Were RNNs all we needed?

RNN variant and main technical idea

  • Paper studies simplified GRU/LSTM-style RNNs (“minGRU”) whose gates depend only on current input, enabling parallel scan over sequences during training.
  • Hidden state is not removed; only its role in gates is constrained to keep recurrence linear and parallelizable.
  • Implementation tricks include operating in log-space for numerical stability.

Comparison to Transformers, SSMs, and Mamba-like models

  • Experiments show small RNNs can train much faster than transformers (e.g., large speedups for length-512 sequences) with competitive accuracy at that scale.
  • Several note this echoes earlier work on parallelizable RNNs (QRNN, SRU) and more recent state-space models / Mamba.
  • Some argue results should be phrased as “competitive performance confirmed only at small scale”; past SSM/Mamba models sometimes degrade at larger sizes or contexts.

Context length, memory, and recall

  • A central dispute: transformers can re-attend to all past tokens, while RNNs compress everything into a fixed-size hidden state.
  • Critics doubt RNNs can match transformer-style recall on tasks like translating long documents or multi-turn chat.
  • Counterarguments:
    • Hidden state can be enlarged, and high-dimensional spaces can store rich summaries.
    • Multiple passes, explicit “note buffers,” or hybrid attention + RNN architectures could mitigate recall limits.
    • Transformers themselves have finite, effectively bounded state.

Expressiveness vs efficiency and “curve fitting”

  • Many emphasize that multiple architectures (RNNs, transformers, SSMs, big MLPs) are universal or near-universal approximators; architecture choice is mostly about data, compute, and training efficiency.
  • Others argue architecture and inductive bias matter greatly in practice, analogous to algorithmic complexity (e.g., “bogosort vs quicksort”).
  • Faster convergence and lower resource use are seen as key wins, even if asymptotic performance converges.

Training stability, long horizons, and scaling

  • Discussion revisits vanishing/exploding gradients in RNNs; gated units (LSTM/GRU) alleviate but don’t fully solve issues at very long contexts.
  • Some expect recurrent or neuromorphic-like designs to be essential for truly long-horizon, efficient intelligence; others think very large context windows and better tooling may suffice.
  • Several note that real breakthroughs may require new training objectives or optimizers beyond backprop.

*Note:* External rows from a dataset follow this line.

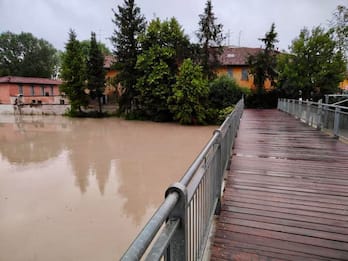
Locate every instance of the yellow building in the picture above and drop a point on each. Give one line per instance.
(234, 63)
(344, 85)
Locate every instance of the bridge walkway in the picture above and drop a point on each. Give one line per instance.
(286, 194)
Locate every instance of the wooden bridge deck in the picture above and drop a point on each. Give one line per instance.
(286, 195)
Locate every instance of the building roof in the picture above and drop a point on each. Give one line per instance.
(108, 61)
(237, 55)
(29, 80)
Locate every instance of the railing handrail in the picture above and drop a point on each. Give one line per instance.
(323, 116)
(176, 197)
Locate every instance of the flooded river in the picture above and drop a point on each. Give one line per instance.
(81, 189)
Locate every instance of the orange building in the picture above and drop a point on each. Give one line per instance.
(29, 90)
(234, 63)
(344, 85)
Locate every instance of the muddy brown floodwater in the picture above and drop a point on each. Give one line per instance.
(81, 189)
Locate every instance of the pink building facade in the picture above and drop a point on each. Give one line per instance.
(28, 90)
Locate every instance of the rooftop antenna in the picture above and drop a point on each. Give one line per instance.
(228, 37)
(239, 36)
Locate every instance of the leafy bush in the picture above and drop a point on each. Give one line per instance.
(188, 102)
(225, 92)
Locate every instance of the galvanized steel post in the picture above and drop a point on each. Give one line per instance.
(337, 122)
(319, 115)
(177, 249)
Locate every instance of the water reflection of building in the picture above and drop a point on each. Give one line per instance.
(25, 140)
(99, 149)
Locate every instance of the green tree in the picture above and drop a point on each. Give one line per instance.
(224, 92)
(339, 25)
(315, 66)
(26, 55)
(263, 64)
(130, 23)
(158, 64)
(73, 74)
(95, 71)
(189, 100)
(210, 40)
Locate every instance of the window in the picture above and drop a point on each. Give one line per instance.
(20, 89)
(245, 75)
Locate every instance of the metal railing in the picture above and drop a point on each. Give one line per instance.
(180, 227)
(327, 117)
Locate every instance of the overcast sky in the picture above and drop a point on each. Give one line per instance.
(246, 20)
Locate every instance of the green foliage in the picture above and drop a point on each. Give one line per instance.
(210, 39)
(73, 73)
(130, 24)
(225, 92)
(26, 55)
(95, 71)
(263, 64)
(339, 25)
(190, 92)
(315, 66)
(157, 66)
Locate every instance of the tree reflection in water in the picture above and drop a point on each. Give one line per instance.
(129, 163)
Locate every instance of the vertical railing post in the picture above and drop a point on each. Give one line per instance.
(219, 170)
(177, 249)
(337, 122)
(299, 109)
(308, 112)
(319, 116)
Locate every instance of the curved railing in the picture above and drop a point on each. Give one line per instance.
(332, 118)
(180, 227)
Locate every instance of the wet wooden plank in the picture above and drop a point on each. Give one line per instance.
(286, 194)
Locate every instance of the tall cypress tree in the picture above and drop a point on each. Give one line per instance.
(263, 64)
(73, 74)
(95, 71)
(130, 23)
(210, 39)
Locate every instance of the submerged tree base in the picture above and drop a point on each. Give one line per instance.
(90, 114)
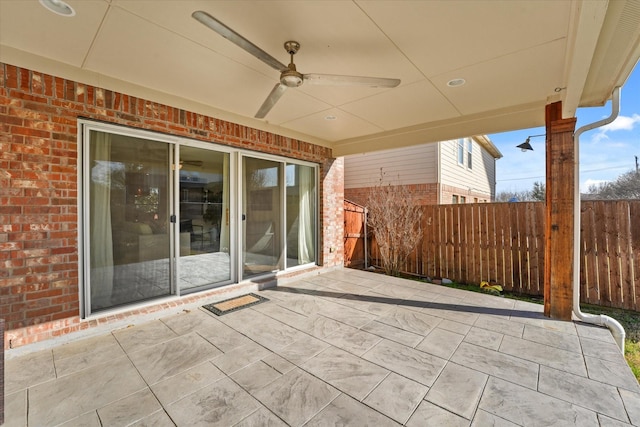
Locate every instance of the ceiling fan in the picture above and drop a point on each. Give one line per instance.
(289, 76)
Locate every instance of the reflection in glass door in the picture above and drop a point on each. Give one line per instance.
(301, 215)
(261, 212)
(129, 192)
(204, 218)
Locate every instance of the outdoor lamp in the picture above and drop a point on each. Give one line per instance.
(526, 146)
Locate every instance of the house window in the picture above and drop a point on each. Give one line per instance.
(461, 149)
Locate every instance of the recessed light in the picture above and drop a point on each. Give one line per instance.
(58, 7)
(456, 82)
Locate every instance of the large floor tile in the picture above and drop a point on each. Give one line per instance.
(429, 414)
(484, 338)
(178, 386)
(74, 394)
(142, 336)
(187, 321)
(15, 409)
(526, 407)
(367, 302)
(346, 372)
(617, 374)
(600, 333)
(563, 341)
(497, 364)
(240, 357)
(264, 330)
(393, 333)
(503, 326)
(261, 418)
(157, 419)
(255, 376)
(407, 394)
(441, 343)
(406, 361)
(169, 358)
(222, 403)
(222, 336)
(82, 354)
(632, 405)
(451, 311)
(344, 314)
(280, 313)
(410, 320)
(582, 391)
(544, 355)
(602, 349)
(29, 370)
(353, 340)
(296, 397)
(88, 419)
(130, 409)
(485, 419)
(344, 411)
(458, 389)
(303, 349)
(319, 326)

Meta: citations, review, and hype

  • One contributor highlights that very similar architectures were published years ago, and laments weak citation practices.
  • There is skepticism about conference peer review quality and a desire for clearer “preprint” labeling.
  • Overall tone: cautiously optimistic about RNNs-as-competitive-alternative, but unconvinced they are “all we need” without larger-scale evidence.